Yeah. This April 2011 CONOP 8888 contingency plan is hilarious:
The U.S. military has always been the one place in government with a plan, forever in preparation mode and ready to yank a blueprint off the shelf for almost any contingency. Need a response for a Russian nuclear missile launch? Check. Have to rescue a U.S. ambassador kidnapped by drug lords? Yup, check, got that covered. How about a detailed strategy for surviving a zombie apocalypse? As it turns out, check.
Incredibly, the Defense Department has a response if zombies attacked and the armed forces had to eradicate flesh-eating walkers in order to "preserve the sanctity of human life" among all the "non-zombie humans."
Yeah, pity we didn't have a plan for rescuing a US ambassador attacked by jihadis. No check, there.
But Zombies? You bet.
And remember that on September 10, 2012, I wrote that our country's leadership was so not at war that they had to conjure up a zombie attack as a reason to prepare for a disaster of some type.
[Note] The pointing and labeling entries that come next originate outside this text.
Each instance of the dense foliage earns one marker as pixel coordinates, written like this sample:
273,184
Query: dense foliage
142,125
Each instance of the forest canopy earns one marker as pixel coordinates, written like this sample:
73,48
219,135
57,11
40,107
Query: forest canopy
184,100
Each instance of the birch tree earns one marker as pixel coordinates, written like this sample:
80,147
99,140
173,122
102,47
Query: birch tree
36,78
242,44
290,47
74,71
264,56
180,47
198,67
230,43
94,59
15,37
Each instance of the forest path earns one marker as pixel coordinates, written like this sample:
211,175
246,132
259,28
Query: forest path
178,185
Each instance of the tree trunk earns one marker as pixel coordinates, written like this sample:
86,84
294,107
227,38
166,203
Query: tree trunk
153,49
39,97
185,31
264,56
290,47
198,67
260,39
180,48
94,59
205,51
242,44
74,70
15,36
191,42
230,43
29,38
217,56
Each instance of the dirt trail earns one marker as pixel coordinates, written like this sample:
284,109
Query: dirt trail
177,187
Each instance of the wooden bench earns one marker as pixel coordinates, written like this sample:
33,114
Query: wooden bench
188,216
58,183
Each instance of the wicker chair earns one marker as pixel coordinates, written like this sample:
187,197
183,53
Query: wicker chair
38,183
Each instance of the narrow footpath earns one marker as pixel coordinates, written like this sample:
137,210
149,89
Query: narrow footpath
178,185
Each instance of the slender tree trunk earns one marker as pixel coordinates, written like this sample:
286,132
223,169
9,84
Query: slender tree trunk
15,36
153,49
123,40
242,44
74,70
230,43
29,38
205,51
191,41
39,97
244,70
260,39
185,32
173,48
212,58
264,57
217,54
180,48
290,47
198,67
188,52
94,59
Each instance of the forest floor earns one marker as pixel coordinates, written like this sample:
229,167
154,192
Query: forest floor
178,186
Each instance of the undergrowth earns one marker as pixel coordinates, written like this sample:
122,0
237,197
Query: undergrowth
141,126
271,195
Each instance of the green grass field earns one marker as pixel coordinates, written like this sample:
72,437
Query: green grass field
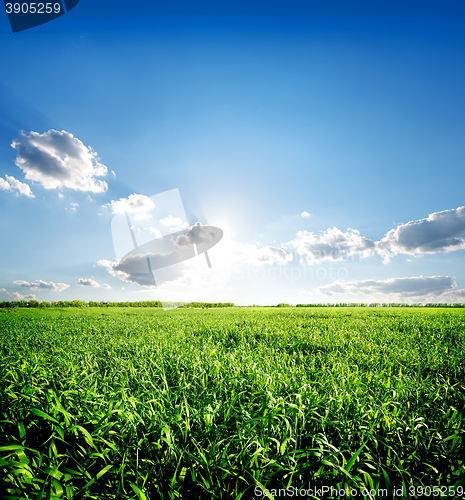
144,404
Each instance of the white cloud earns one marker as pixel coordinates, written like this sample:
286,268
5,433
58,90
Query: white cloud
439,232
91,282
332,244
171,221
42,285
135,204
252,254
138,279
58,159
12,184
142,216
155,231
18,296
412,287
175,223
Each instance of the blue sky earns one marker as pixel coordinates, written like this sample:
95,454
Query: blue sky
256,112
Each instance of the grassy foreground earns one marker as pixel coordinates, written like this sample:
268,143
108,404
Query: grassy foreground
145,404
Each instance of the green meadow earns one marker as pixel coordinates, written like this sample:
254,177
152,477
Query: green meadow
132,403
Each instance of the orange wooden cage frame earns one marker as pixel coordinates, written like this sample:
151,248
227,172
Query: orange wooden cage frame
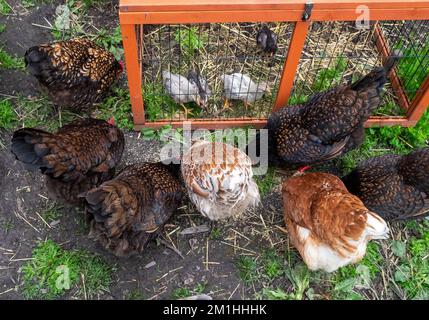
134,13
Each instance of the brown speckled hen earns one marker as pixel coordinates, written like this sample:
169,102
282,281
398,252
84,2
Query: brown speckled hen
126,212
394,186
219,179
80,156
330,124
329,226
76,73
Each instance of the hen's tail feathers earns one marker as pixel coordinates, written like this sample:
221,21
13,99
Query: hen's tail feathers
253,149
376,227
28,147
378,76
112,206
36,61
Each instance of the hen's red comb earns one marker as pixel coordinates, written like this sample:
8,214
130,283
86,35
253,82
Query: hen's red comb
303,169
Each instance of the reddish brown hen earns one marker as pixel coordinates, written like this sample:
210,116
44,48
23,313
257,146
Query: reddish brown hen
394,186
80,156
329,226
76,73
329,124
128,211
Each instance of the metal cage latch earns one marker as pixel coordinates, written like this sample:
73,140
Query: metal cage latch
308,7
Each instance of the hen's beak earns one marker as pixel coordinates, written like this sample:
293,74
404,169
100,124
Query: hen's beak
200,102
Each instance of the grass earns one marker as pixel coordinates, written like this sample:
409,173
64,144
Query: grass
413,68
272,265
179,293
348,279
157,103
247,268
51,212
7,114
117,106
189,40
184,292
111,41
216,233
412,272
10,62
4,7
134,294
53,271
7,225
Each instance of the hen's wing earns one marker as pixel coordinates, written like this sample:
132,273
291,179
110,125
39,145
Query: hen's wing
320,203
76,62
296,144
385,190
126,211
84,146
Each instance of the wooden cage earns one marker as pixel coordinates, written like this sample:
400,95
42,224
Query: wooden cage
302,19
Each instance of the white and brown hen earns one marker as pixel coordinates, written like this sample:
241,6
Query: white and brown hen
219,180
329,226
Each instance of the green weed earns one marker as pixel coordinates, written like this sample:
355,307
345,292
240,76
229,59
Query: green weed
189,40
157,103
53,270
111,41
7,114
328,77
349,278
247,268
118,106
412,274
180,293
4,7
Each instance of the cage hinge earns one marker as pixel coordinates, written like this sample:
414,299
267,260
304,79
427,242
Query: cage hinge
308,7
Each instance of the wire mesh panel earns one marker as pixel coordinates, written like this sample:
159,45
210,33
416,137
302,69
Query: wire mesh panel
412,39
339,52
183,64
216,53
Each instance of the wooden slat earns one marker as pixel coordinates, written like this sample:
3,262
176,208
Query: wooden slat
290,68
384,49
241,5
213,124
420,102
268,15
129,41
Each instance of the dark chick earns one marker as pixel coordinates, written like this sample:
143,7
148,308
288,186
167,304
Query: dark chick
330,124
394,186
266,41
76,73
126,212
80,156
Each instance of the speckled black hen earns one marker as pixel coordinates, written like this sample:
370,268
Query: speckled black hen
76,73
329,124
80,156
394,186
126,212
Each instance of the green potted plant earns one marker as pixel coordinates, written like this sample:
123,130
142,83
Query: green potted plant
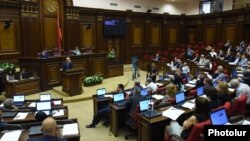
6,67
92,80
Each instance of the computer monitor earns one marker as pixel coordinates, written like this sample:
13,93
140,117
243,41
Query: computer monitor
101,91
144,92
18,98
144,105
199,91
43,105
180,97
219,117
118,97
45,97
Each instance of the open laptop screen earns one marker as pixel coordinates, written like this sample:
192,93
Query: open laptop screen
218,117
144,92
144,105
45,97
18,98
179,97
101,91
200,91
118,97
40,106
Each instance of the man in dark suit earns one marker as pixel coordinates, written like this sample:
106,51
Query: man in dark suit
67,65
49,129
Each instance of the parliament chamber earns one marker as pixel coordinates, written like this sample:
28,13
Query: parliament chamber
37,36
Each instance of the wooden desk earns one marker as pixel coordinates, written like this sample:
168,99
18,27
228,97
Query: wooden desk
72,81
31,118
99,103
25,86
117,118
153,129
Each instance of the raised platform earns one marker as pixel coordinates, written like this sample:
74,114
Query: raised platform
110,84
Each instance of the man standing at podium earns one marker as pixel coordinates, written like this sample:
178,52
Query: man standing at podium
67,65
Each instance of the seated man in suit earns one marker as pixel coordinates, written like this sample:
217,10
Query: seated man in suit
2,123
49,129
104,110
67,65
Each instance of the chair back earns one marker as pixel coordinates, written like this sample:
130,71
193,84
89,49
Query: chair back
197,130
239,105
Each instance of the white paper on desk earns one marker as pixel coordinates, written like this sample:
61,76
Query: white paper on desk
70,129
11,135
231,89
189,85
246,122
192,100
240,75
239,71
59,112
32,104
159,84
158,97
57,102
108,95
188,105
231,63
172,113
193,82
20,116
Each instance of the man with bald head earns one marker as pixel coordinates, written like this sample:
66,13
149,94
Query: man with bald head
49,129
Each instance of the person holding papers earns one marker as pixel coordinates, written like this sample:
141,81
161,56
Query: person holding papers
49,129
201,114
219,74
223,94
241,89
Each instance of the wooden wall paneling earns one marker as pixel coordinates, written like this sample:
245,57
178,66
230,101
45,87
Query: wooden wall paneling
99,34
230,33
156,35
30,29
88,35
209,34
72,29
If only they could think of some type of murderous, nutball threat to kill us in our homes?
But no, we needed a zombie threat to ponder what we'd do.
To be fair, there is no Council on Zombie American Relations (CZAR) to raise a stink over such plans. But that's a whole other area of non-serious response to deadly threats, no?
I fear this attitude is the underlying cause of why we didn't react with an entire European Command nearby.